Are Expensive Skincare Products Really Better For You?

You’ve seen the commercials or posters and have probably been amazed at the before and after shots of women who transformed their faces with certain skincare products. Deep crevasses on the face magically change to light laugh lines that only add beautiful character. Pigment problems transform as if hit with a powerful eraser. These almost miraculous changes in skin draw us in – we want those kinds of results. The question that remains, though, is how much do we have to pay for results like that?

Price and Popularity

We know the game. Expensive things get attention. In turn, their popularity allows them to become more expensive. So from cars to homes to the cream we gently rub below our eyes at night, price and popularity can make us feel as if spending more gets us more.

Author Nadine Haobsh of the book Beauty Confidential reminds us that there is no overwhelming correlation between price and quality. In her years of experience in the industry, she has found that those miraculous products are just often in the running for the popularity contest – not necessarily in the proven results category.

Buying expensive toners, cleansers, and moisturizers can cost double, triple, or even ten-fold the prices of other products. But what are you paying for on these popular items?

  • The name. There is prestige associated with brand names, and no matter how much we want to deny it, simply having a popular name attached to the product is alluring.
  • The marketing campaign. The skincare industry alone in 2016 topped $120 billion. A fair portion of this money goes towards advertising, and consumers pay for that upfront when they buy products with extensive campaigns behind the names.
  • The fun but maybe not functional packaging. Just like with fancy cars, the look may draw us in, but the look might have little to do with actually getting us where we want to go. As part of the marketing push, packaging drives prices upwards.
  • The space on the shelf. Those popular (and expensive) brands get premium space on the shelf at your local beauty counter. Third-party retailers profit when they can sell expensive products, so they aren’t going to hide them on the bottom or put them out of reach on the top shelves.

Paying for Quality

So in a world where price and popularity drive much of the skincare market, how can you pay for quality – and not the business behind the ingredients? It starts by reading labels and becoming a savvy consumer.
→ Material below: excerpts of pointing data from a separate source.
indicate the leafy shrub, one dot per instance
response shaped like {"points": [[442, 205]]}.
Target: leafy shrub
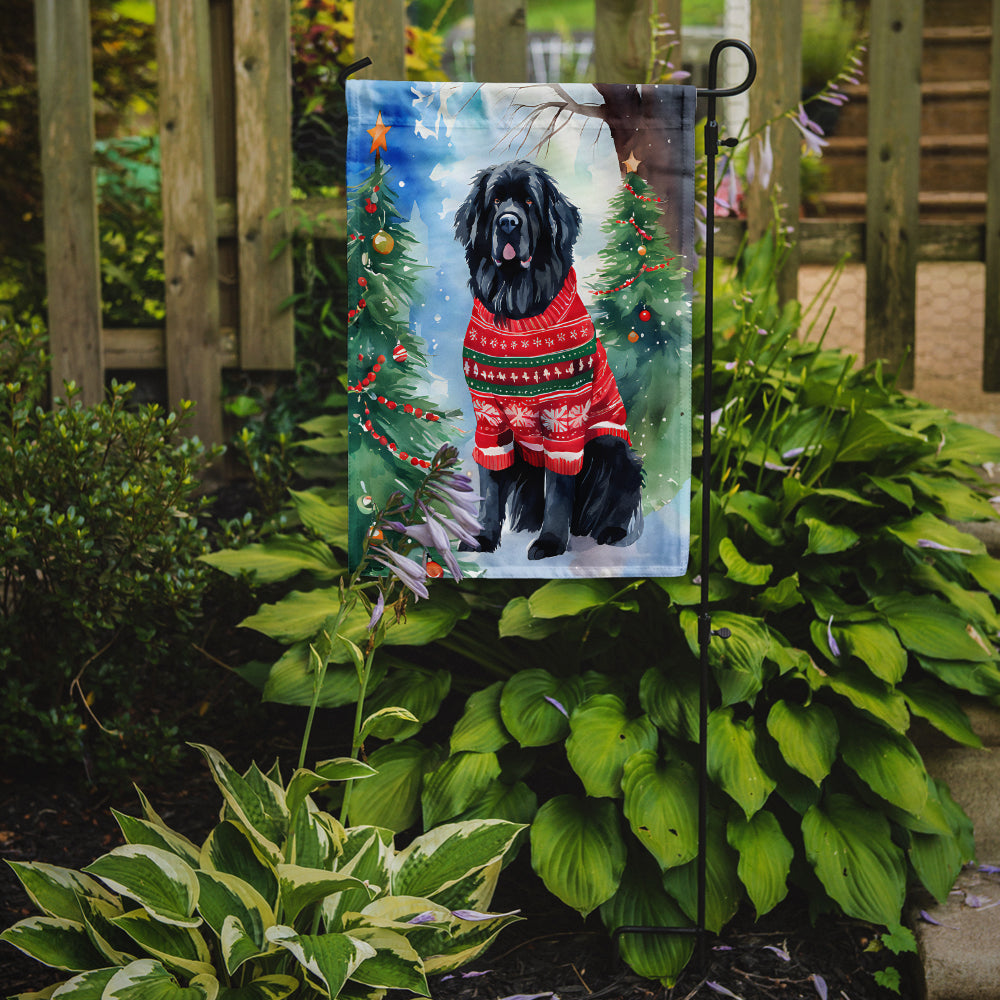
{"points": [[99, 540], [279, 899], [854, 603]]}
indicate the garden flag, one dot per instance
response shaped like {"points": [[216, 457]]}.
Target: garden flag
{"points": [[519, 264]]}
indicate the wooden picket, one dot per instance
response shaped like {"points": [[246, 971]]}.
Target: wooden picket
{"points": [[226, 161]]}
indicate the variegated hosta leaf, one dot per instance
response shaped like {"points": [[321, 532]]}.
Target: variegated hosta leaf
{"points": [[602, 737], [732, 760], [578, 851], [54, 941], [807, 736], [177, 947], [230, 849], [850, 847], [661, 799], [642, 902], [301, 887], [395, 964], [224, 897], [159, 881], [481, 727], [441, 857], [456, 785], [56, 891], [535, 706], [765, 858], [256, 801], [329, 959], [141, 831], [147, 979]]}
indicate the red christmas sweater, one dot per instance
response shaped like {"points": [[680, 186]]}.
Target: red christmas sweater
{"points": [[542, 384]]}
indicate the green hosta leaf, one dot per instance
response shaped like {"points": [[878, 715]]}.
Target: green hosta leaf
{"points": [[438, 859], [661, 798], [456, 784], [391, 798], [395, 964], [732, 760], [602, 738], [765, 858], [54, 941], [641, 901], [260, 809], [279, 558], [56, 891], [561, 598], [931, 628], [416, 690], [327, 520], [807, 736], [850, 848], [517, 620], [159, 881], [481, 728], [578, 851], [926, 528], [723, 889], [535, 706], [177, 947], [330, 959], [141, 831], [147, 979], [231, 850], [739, 569], [828, 539], [301, 887], [941, 709], [887, 762], [671, 700]]}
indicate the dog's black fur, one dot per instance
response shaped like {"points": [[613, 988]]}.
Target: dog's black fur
{"points": [[518, 231]]}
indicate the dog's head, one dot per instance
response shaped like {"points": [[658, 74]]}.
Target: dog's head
{"points": [[518, 232]]}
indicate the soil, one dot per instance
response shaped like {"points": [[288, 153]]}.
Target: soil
{"points": [[551, 953]]}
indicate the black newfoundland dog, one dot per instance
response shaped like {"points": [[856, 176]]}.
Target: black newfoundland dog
{"points": [[551, 443]]}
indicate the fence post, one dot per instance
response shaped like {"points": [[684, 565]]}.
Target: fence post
{"points": [[380, 34], [501, 37], [991, 333], [261, 57], [776, 35], [72, 254], [190, 250], [893, 207]]}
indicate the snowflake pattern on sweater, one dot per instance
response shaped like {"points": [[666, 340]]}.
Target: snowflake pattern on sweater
{"points": [[542, 385]]}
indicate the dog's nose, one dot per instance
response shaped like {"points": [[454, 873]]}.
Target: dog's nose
{"points": [[508, 223]]}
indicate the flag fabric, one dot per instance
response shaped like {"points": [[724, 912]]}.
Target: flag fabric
{"points": [[519, 286]]}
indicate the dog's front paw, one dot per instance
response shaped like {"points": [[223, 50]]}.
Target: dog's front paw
{"points": [[546, 545]]}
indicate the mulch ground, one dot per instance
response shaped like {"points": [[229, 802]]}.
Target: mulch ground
{"points": [[551, 953]]}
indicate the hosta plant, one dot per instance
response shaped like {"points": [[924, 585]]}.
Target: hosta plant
{"points": [[279, 900]]}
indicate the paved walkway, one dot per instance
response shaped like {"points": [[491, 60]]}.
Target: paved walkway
{"points": [[949, 349]]}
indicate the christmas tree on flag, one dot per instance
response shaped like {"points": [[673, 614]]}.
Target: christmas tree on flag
{"points": [[643, 316], [393, 430]]}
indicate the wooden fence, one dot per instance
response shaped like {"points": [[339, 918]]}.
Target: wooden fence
{"points": [[224, 107]]}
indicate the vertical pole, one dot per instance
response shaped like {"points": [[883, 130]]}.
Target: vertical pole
{"points": [[501, 37], [72, 255], [893, 183], [991, 334], [190, 250], [380, 33], [776, 33]]}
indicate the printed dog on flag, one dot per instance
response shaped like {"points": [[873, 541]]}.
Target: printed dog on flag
{"points": [[551, 444]]}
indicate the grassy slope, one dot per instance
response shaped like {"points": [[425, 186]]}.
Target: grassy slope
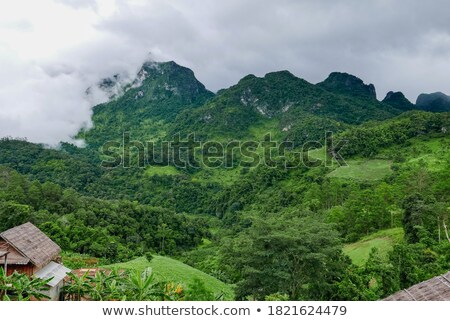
{"points": [[382, 240], [168, 269]]}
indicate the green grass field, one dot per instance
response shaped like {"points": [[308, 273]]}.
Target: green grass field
{"points": [[382, 240], [372, 169], [167, 269]]}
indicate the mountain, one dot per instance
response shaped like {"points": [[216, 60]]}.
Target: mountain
{"points": [[398, 100], [269, 231], [283, 104], [147, 105], [435, 102], [346, 84]]}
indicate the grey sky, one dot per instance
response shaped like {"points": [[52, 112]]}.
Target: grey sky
{"points": [[48, 60]]}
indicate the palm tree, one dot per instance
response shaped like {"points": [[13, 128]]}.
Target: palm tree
{"points": [[21, 287]]}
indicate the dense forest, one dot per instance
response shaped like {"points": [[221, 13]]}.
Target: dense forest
{"points": [[355, 223]]}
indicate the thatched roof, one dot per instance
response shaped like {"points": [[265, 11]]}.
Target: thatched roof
{"points": [[32, 243], [435, 289]]}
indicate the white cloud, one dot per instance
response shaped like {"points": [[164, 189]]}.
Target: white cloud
{"points": [[52, 50]]}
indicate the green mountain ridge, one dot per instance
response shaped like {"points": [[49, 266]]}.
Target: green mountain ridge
{"points": [[266, 232]]}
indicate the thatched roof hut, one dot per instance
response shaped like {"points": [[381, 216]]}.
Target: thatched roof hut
{"points": [[26, 249], [435, 289]]}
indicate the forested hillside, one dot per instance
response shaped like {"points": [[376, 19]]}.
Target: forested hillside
{"points": [[272, 231]]}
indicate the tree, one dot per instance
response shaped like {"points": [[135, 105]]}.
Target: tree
{"points": [[296, 256], [20, 287]]}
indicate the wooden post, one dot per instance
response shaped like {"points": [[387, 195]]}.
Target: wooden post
{"points": [[6, 264]]}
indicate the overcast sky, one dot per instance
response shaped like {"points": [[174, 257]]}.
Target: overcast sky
{"points": [[52, 50]]}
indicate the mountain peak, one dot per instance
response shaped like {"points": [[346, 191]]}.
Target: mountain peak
{"points": [[398, 100], [344, 83], [436, 102]]}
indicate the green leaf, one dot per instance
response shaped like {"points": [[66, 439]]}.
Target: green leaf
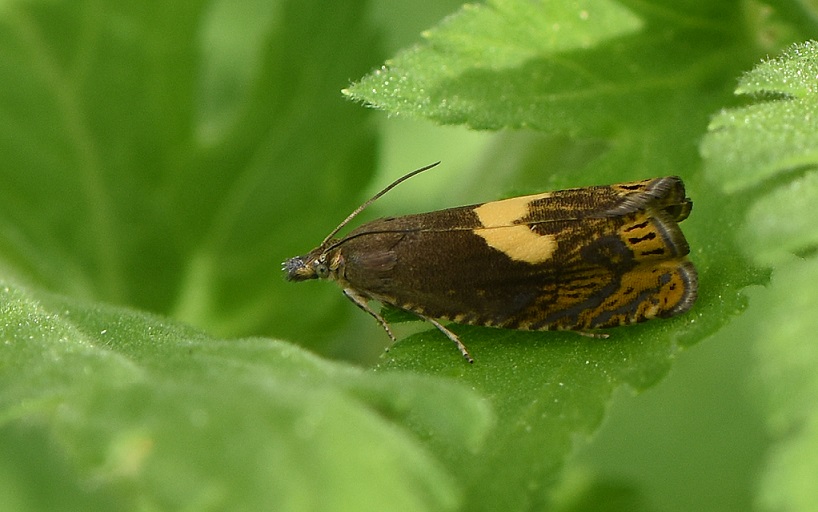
{"points": [[770, 148], [766, 142], [162, 155], [749, 145], [785, 378], [155, 415]]}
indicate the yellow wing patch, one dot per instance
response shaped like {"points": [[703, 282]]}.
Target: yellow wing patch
{"points": [[517, 241]]}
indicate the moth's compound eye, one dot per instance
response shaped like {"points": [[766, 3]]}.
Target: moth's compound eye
{"points": [[321, 268]]}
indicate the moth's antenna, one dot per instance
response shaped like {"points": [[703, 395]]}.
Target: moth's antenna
{"points": [[375, 198]]}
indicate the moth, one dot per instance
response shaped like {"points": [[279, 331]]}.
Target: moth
{"points": [[581, 259]]}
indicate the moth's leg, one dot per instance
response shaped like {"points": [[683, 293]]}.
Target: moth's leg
{"points": [[361, 301], [452, 336]]}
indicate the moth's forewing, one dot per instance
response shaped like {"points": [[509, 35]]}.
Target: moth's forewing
{"points": [[574, 259]]}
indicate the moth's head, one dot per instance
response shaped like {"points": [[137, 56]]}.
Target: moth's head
{"points": [[314, 265]]}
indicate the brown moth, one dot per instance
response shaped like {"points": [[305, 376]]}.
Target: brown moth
{"points": [[579, 259]]}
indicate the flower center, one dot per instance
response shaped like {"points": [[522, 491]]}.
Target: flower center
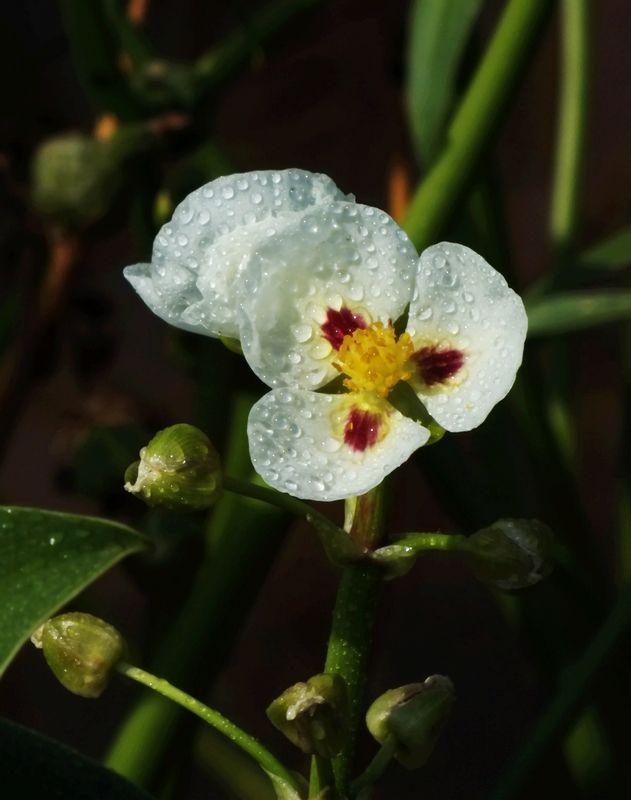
{"points": [[374, 360]]}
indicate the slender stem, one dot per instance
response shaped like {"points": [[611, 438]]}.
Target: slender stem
{"points": [[284, 501], [376, 768], [322, 777], [241, 545], [339, 546], [418, 542], [247, 743], [572, 125], [234, 771], [577, 681], [351, 628], [476, 121], [348, 651]]}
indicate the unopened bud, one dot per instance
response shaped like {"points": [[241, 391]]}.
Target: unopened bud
{"points": [[178, 470], [81, 650], [313, 715], [412, 717], [74, 179], [511, 553]]}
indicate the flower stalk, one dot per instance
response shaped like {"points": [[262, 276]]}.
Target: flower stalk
{"points": [[351, 628], [243, 740]]}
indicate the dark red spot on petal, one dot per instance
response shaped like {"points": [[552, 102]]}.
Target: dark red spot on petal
{"points": [[362, 429], [339, 324], [437, 365]]}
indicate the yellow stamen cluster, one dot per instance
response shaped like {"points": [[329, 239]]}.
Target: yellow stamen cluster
{"points": [[374, 360]]}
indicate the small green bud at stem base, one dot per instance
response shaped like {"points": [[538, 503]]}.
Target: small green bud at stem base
{"points": [[313, 715], [411, 717], [81, 650], [178, 470], [511, 553]]}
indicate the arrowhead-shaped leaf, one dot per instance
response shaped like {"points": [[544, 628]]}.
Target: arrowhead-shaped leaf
{"points": [[46, 558], [32, 765]]}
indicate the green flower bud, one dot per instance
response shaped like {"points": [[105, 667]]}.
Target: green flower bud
{"points": [[313, 715], [413, 716], [81, 650], [511, 553], [74, 179], [179, 470]]}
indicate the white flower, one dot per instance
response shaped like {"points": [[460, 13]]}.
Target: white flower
{"points": [[311, 282]]}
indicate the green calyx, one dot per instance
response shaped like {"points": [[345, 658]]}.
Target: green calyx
{"points": [[412, 716], [511, 553], [313, 715], [81, 650], [74, 179], [179, 470]]}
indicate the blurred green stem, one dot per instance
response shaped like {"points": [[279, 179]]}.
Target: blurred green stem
{"points": [[351, 628], [376, 768], [339, 546], [242, 541], [577, 681], [476, 120], [243, 740], [572, 127], [566, 200]]}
  • Read the labels of those pricey products. What goes into those tiny bottles and jars?
  • Compare labels. Grab other products that claim to provide the same results, but do not require you to hand over the equivalent of a car payment. What are they missing? Chances are, not much when compared to the more expensive alternatives.
  • Learn to decipher ingredients. Ingredients are listed by concentration, but anything below 1% can appear in any order. Ingredients can also appear as different names, adding to the consumer confusion. Vitamin A, for example, can appear in a list as retinol or retinal, or even retinyl palmitate.
  • Look for products that want to share what makes them so great – things like natural or mineral-based ingredients – instead of those manufacturers that want to hide behind phrases such as secret formula.

The real distinctions consumers need to make when selecting skincare products are those that recognize that value does not mean poor quality, and valuable does not have to cost a fortune. When we go through our nightly moisturizing routine, what we want to do is give our skin quality care. We don’t have to compete in the skincare popularity contest to do this.